The group of buyers include locals Javed Rambaran, Adam Ecker, and an established local business owner choosing to remain anonymous for now and a Manhattan-based developer, Thomas McClcoskey.  It is expected the upstairs rooms will be redesigned and converted into residential units, and the ground floor will be leased to an experienced restaurant operator. CPEX Real Estate made the sale for $2,315,000 total.

CPEX’s Mixed-Use Sales Team, consisting of Managing Director Lawrence Sarn and Associate Chase Reiter, and Associate Catherine Vintonik of the CPEX Development and Conversion Sales Team represented the seller, Cayuga Capital, and procured the buyer, a group of local investors.

“A neighborhood icon after Hurricane Sandy, the former Playland Hotel received a tremendous amount of interest from prospective buyers,” Sarn said. “Ultimately, this was a unique opportunity for local investors to acquire a valuable corner property with a high volume of summertime subway riders and foot traffic. They have already begun to speak with potential food operators and other useful amenities to add to the neighborhood.”

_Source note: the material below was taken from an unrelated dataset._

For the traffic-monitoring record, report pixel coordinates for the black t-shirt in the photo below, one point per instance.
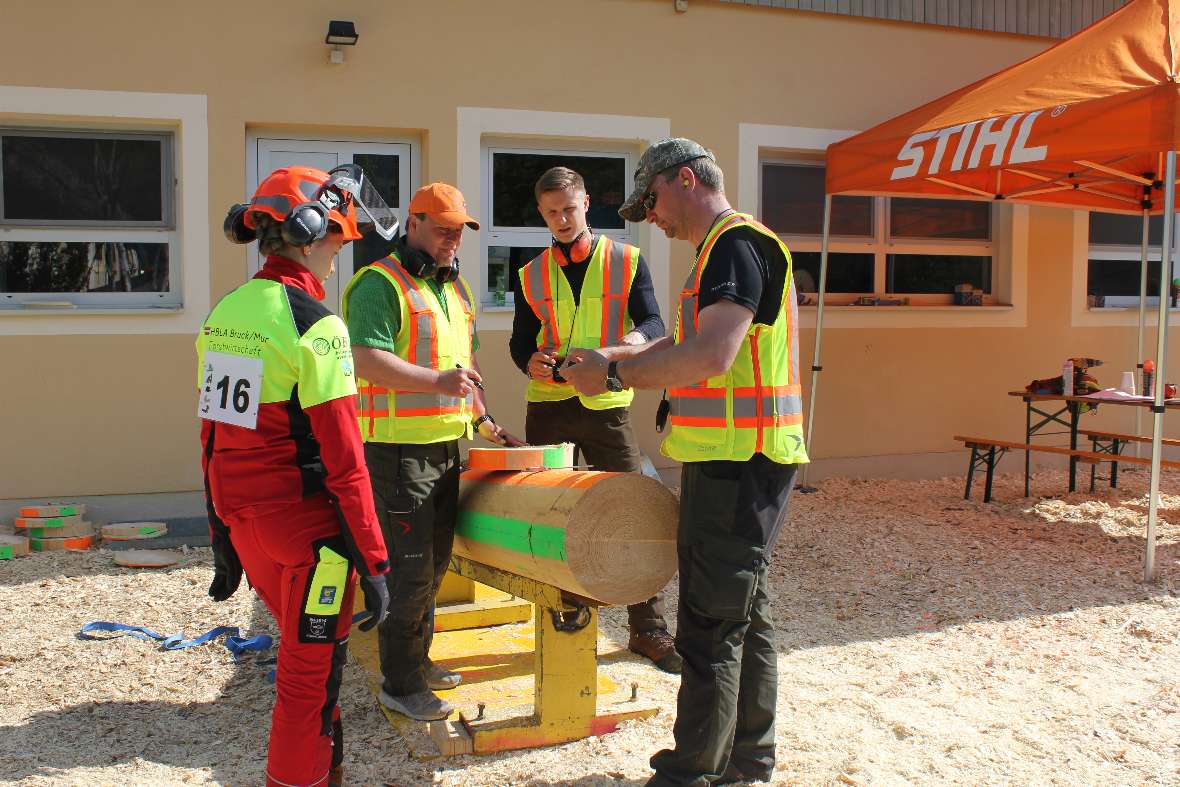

“This transaction demonstrates the buyer’s confidence in the ongoing development of Rockaway Beach,” Reiter added. “The acquisition gives them an opportunity to contribute to the neighborhood’s growth while revitalizing an asset with a rich history and close ties to the Rockaway community.”

Located on the corner of Beach 98th Street and Rockaways Beach Boulevard, the 7,200 square-foot building, formerly the Tap and Grill and Boggiano’s before that, was purchased by Cayuga Capital Management principal, Jamie Wiseman in September 2012 for $1.3 million. The restaurant, bar, hotel and backyard space opened in July 2013, after renovations following Hurricane Sandy. In its time there, Playland was a hotspot for visitors and locals alike and became known as a party place. In May 2015, Dan Cipriani stepped in to overhaul the restaurant and bar portion of the building and turned around its late-night party reputation to more of a family-friendly spot. Despite the changes, complaints by neighbors eventually led to the backyard space being shut down, which Cipriani said killed the business and he decided to leave. At the time, rumors were circulating that the upstairs hotel rooms were also being used to house the homeless, which led to a public outcry by local residents, who felt blindsided by the sudden change. Cayuga Capital said the renting to the homeless population was temporary, and eventually the property was left vacant and put up for sale.

With the two-story, 7,137-square foot property, the new owners plan to convert the 12 second-floor hotel rooms into residential units and lease the three commercial retail spaces on the ground level to restaurateurs and other possible uses.